Surpresos com a minha pergunta? Pois ela está embasada no que estão querendo fazer com o nosso idioma, com o nosso patrimônio cultural. O idioma e a Bandeira são a identidade de um país.

A minha manifestação está pautada na proposta de “Contrarreforma” do nosso idioma, o qual você pode ler AQUI, e que com tais argumentos, adiaram a entrada em vigor do Novo Acordo Ortográfico para 31 de dezembro de 2015, por meio de decreto, cuja “Comissão de Educação do Senado criou um grupo de trabalho para simplificar e aperfeiçoar o acordo ortográfico” com o objetivo de “facilitar as normas para reduzir o analfabetismo”.

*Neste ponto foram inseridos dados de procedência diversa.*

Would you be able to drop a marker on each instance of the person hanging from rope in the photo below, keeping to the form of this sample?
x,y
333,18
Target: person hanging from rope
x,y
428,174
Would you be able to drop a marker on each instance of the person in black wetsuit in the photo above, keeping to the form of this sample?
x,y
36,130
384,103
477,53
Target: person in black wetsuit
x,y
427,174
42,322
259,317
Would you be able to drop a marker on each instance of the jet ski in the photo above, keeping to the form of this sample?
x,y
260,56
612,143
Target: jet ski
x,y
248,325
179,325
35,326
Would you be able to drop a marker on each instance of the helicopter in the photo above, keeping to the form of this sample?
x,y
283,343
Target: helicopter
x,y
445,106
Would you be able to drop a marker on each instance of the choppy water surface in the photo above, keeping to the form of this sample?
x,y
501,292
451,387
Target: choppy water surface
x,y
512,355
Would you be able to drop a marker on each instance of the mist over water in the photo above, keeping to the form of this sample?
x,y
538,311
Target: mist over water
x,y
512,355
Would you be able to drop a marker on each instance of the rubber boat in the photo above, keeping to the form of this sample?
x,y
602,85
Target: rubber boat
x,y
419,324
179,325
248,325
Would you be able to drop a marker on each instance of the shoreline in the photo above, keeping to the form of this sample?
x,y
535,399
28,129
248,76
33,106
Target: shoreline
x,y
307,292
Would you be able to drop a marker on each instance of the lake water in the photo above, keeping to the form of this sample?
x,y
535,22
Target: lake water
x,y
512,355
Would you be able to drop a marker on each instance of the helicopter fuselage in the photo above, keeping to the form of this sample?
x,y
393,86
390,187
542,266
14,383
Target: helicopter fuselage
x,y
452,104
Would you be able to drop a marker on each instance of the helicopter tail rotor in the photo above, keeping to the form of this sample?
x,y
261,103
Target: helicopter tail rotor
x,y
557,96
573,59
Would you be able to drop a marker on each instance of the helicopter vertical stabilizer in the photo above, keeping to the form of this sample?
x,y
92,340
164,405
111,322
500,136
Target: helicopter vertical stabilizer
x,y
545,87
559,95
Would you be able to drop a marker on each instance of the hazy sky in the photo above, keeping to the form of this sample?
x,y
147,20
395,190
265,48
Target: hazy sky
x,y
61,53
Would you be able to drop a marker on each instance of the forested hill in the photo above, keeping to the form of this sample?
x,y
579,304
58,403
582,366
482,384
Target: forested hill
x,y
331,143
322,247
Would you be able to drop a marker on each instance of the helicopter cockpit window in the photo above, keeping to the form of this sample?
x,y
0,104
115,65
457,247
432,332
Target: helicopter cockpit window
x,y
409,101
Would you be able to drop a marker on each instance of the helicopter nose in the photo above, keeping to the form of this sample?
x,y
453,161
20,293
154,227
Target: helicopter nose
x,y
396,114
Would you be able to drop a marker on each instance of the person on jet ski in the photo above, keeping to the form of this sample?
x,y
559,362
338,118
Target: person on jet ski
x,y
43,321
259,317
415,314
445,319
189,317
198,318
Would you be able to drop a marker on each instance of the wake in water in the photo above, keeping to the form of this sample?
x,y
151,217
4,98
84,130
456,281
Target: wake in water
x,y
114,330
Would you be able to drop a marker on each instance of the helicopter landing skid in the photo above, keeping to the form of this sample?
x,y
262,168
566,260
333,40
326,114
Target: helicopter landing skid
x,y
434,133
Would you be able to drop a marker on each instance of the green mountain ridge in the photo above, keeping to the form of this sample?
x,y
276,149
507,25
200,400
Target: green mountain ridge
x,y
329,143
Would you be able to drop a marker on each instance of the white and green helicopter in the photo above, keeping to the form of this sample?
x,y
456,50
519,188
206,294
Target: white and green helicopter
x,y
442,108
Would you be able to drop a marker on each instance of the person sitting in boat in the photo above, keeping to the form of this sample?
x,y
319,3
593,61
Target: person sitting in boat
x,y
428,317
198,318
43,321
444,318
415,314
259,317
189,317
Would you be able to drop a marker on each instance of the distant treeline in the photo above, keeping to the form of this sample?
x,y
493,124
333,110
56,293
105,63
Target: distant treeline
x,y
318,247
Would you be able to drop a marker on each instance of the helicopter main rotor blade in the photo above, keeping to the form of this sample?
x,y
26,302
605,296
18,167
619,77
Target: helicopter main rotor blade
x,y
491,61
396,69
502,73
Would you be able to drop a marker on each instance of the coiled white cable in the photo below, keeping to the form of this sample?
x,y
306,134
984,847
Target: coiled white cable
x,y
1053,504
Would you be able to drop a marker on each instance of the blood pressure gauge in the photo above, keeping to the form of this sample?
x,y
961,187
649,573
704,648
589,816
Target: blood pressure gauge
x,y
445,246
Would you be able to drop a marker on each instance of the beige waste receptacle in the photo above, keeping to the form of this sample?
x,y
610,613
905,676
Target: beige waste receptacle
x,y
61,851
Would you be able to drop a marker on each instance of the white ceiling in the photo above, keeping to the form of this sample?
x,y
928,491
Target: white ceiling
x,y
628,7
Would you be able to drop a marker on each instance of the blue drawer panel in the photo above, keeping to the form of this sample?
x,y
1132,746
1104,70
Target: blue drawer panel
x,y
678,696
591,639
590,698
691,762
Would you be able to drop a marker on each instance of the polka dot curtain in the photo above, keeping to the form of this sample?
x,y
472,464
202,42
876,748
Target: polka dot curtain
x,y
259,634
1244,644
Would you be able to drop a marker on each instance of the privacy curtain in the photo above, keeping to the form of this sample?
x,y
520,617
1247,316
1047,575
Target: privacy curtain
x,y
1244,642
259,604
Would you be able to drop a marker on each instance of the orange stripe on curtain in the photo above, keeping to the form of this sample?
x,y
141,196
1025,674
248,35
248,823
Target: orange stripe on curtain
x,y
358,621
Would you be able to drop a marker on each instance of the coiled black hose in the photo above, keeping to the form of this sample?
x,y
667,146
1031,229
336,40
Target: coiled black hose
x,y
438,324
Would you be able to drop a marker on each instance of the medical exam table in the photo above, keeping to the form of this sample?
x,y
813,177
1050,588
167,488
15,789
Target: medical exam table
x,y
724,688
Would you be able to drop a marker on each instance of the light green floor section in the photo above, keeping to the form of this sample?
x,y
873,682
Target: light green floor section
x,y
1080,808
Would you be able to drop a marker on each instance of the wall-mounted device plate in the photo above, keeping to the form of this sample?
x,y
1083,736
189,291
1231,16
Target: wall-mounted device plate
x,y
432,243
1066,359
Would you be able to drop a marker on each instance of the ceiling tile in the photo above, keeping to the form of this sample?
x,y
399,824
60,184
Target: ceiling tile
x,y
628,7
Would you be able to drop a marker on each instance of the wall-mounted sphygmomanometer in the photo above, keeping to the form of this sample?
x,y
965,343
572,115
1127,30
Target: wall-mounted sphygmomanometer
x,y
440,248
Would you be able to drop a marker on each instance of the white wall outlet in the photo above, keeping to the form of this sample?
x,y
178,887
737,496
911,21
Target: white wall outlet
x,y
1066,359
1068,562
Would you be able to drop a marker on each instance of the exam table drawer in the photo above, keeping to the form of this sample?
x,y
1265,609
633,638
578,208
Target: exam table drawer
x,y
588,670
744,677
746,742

Um dos grandes argumentos é que com esta “contrarreforma” se irá reduzir de 400 para 100 horas o tempo de aulas de Português nos Ensinos Fundamental e Médio.  É sabido da luta dos profissionais da Educação para que todas as escolas passem a ser em tempo integral proporcionando dedicação exclusiva dos alunos ao estudo.  Já conseguimos que muitas escolas se tornassem assim, e agora vamos minimizar o tempo destinado ao ensino do nosso idioma em prol da, segundo este “jeitinho brasileiro”, erradicação do analfabetismo!

Minha geração foi às ruas lutar contra a Ditadura e, entre muitas reivindicações, destacou a não valorização da Educação. Hoje vejo que pior do que não valorizar a Educação é ridicularizar a Educação aniquilando a língua mãe.

Segundo a proposta o “j” deixa de se chamar jota e passa a se chamar “ge” e o “g” passa a se chamar “gue”. Diante disso passaremos a escrever “jente” e “gerra”. O “h” inicial será abolido e omem, dentre outras, se escreverá desta forma. Toda palavra que tem o som de “z” será escrita com a referida letra: ezame, caza…, afinal a mudança está embasada na fonologia e por isso passa a escrever da forma como fala. As palavras com o som “chiado” do “ch” passam a ser escritas assim: xave, xinelo, xuveiro…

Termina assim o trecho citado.